Note: Txikon ha deciso, dopo gli iniziali dubbi, di scegliere la via dello Sperone degli Abruzzi scartando la parete Est: troppo esposta. I due polacchi Marek Klonowski e Waldemar Kowalewski Hanno lasciato la spedzione. Il primo per problemi di salute, il secondo a seguito di una ferita causata dal crollo di una pietra. 

 

Nanga Parbat

Meteo: una vera finestra di bel tempo che consenta di fare qualcosa non la si vede

 

Cosa è stato fatto fino ad ora: installato campo 1 a 4700 metri, installato campo 2 a 5200 metri, installato campo 3 a 5700 metri. Campo 3 è stato però completamente distrutto dalla neve, quindi al momento non esiste. Tom Ballard e Daniele Nardi sono inoltre riusciti a salire sullo Sperone Mummery fino ad una quota di 6200 metri.

Dove sono ora: al campo base in attesa di una finestra di meteo stabile.

Prossimi obiettivi: probabilmente ricostruire campo 3.

Note: i due pakistani Rahmat Ullah Baig e Karim Hayat hanno abbandonato la spedizione lasciando da soli Daniele Nardi e Tom Ballard. Il fatto che abbiano perso campo 3 e con esso tutto il materiale per la salita dello Sperone potrebbe essere determinante per la spedizione.
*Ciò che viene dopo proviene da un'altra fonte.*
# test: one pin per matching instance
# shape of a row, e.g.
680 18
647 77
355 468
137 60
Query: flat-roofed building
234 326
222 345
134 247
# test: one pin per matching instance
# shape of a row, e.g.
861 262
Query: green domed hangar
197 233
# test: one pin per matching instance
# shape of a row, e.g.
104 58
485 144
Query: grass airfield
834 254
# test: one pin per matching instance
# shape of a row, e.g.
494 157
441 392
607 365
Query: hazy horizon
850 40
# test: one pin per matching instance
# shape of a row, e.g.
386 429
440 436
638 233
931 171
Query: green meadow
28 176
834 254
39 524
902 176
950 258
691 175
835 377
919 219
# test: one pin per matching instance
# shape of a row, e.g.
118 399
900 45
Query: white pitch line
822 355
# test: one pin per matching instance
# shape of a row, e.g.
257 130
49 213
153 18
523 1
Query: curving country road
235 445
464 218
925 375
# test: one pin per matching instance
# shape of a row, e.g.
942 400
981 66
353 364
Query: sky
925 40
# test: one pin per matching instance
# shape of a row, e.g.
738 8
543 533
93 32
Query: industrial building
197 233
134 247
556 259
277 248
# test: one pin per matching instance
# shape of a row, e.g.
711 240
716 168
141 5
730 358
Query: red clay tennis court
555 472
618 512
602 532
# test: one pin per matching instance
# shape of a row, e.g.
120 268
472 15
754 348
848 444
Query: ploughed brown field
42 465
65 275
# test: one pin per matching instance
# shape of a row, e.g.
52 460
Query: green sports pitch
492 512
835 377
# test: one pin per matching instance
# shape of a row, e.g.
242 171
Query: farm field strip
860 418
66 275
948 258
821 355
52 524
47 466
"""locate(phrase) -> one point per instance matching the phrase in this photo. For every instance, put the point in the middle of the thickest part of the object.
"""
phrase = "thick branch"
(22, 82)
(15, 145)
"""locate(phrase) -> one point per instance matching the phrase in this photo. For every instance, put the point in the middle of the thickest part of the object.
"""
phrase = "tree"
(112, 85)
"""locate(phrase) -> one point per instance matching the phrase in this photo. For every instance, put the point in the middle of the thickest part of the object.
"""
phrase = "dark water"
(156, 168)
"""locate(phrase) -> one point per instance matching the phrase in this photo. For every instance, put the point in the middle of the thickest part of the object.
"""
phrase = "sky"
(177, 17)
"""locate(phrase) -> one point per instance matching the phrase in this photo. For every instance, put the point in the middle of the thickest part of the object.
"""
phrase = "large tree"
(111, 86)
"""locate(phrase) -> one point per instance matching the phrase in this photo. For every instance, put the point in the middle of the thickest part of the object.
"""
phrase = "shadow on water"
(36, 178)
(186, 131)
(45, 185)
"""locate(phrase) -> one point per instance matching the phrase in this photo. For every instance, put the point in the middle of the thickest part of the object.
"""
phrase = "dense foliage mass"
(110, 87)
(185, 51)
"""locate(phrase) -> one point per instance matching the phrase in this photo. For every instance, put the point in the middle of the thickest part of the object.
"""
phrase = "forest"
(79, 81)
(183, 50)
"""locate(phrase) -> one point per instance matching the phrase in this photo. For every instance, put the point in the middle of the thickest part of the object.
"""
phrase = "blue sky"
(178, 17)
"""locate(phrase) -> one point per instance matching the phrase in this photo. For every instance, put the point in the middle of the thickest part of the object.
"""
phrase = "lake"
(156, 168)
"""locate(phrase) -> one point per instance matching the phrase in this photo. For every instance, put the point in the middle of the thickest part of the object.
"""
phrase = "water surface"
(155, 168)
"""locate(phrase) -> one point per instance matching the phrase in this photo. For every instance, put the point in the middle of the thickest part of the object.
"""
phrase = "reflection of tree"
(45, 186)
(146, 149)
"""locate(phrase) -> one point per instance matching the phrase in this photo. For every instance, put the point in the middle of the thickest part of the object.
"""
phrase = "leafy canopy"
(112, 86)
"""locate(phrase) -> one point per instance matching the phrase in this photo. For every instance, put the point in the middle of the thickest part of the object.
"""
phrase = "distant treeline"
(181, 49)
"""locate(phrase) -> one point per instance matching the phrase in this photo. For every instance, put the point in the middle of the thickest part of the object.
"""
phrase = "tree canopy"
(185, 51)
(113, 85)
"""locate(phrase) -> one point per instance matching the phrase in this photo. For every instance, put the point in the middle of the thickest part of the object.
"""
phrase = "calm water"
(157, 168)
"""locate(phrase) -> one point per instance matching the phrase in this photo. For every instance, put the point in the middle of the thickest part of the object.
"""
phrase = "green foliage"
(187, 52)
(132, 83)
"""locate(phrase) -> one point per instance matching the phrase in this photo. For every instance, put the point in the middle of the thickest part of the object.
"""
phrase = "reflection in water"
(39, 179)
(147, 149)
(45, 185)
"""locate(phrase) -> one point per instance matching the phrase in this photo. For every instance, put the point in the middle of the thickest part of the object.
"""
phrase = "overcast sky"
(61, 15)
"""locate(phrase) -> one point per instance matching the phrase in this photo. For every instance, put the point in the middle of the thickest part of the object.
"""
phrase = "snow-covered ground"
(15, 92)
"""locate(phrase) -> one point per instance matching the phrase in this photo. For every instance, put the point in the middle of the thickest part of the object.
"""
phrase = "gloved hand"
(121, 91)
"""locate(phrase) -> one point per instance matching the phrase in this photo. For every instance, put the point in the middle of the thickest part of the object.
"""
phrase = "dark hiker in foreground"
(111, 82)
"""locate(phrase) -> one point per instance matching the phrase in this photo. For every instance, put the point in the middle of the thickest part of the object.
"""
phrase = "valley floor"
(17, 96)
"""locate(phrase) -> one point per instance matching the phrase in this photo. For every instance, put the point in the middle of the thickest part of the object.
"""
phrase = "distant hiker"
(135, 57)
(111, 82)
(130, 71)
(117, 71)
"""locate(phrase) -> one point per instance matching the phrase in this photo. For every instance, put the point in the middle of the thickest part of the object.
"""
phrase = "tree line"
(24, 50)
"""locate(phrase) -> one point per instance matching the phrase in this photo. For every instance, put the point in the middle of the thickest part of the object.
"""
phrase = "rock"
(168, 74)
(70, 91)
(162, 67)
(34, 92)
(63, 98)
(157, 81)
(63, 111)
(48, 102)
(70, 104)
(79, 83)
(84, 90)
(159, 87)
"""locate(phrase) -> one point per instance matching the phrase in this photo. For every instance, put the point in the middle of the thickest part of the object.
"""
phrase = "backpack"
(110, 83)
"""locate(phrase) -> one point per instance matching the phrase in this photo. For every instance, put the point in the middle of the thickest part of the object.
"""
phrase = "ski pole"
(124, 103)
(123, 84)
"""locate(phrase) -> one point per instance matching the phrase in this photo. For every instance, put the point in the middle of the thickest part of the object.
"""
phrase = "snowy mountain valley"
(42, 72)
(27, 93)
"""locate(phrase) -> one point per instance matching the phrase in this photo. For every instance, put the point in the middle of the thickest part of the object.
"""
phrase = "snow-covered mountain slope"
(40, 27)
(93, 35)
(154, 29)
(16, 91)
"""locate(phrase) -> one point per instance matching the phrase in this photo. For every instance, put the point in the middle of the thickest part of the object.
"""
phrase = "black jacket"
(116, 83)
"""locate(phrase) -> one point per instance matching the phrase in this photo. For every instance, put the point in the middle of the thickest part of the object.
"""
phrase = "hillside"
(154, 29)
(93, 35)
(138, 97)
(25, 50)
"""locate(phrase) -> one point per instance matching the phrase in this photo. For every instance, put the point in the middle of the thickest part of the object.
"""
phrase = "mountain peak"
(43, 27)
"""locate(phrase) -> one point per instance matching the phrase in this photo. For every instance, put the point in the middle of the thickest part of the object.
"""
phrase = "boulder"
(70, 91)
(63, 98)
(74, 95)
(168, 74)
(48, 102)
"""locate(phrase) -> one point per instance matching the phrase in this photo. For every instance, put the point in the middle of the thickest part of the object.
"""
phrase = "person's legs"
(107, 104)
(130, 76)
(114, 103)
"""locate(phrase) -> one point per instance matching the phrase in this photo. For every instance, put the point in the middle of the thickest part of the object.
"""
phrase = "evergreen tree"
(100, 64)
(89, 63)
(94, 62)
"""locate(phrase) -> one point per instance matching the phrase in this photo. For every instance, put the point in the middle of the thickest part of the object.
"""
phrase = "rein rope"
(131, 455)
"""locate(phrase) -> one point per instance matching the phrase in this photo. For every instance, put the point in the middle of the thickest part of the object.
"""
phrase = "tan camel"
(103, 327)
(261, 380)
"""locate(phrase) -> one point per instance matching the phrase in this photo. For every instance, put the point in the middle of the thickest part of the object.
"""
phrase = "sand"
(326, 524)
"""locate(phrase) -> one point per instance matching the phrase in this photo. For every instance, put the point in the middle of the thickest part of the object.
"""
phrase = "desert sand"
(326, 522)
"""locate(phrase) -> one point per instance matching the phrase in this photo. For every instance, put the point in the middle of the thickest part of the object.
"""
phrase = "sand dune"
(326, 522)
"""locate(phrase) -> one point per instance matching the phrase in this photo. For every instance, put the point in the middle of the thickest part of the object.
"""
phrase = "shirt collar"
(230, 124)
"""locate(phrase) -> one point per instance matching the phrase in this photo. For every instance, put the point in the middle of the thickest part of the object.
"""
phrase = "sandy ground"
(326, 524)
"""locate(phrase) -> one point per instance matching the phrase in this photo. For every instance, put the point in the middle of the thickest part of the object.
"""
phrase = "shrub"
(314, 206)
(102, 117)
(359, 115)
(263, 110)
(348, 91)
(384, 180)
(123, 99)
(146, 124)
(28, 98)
Si parla di un nuovo cargo in arrivo dall’Italia, una buona cosa, sebbene non scompaiono le difficoltà di portare sotto la parete tutto il necessario per la scalata solo in due. Potrebbe farsi sempre più concreta (sebbene improbabile data la montagna e la stagione) l’opzione di salire lo Sperone in completo stile alpino, quindi eliminando la necessità di installare ulteriori campi. Bisogna però aggiungere che i due alpinisti non sono acclimatati per salire in vetta in un one push.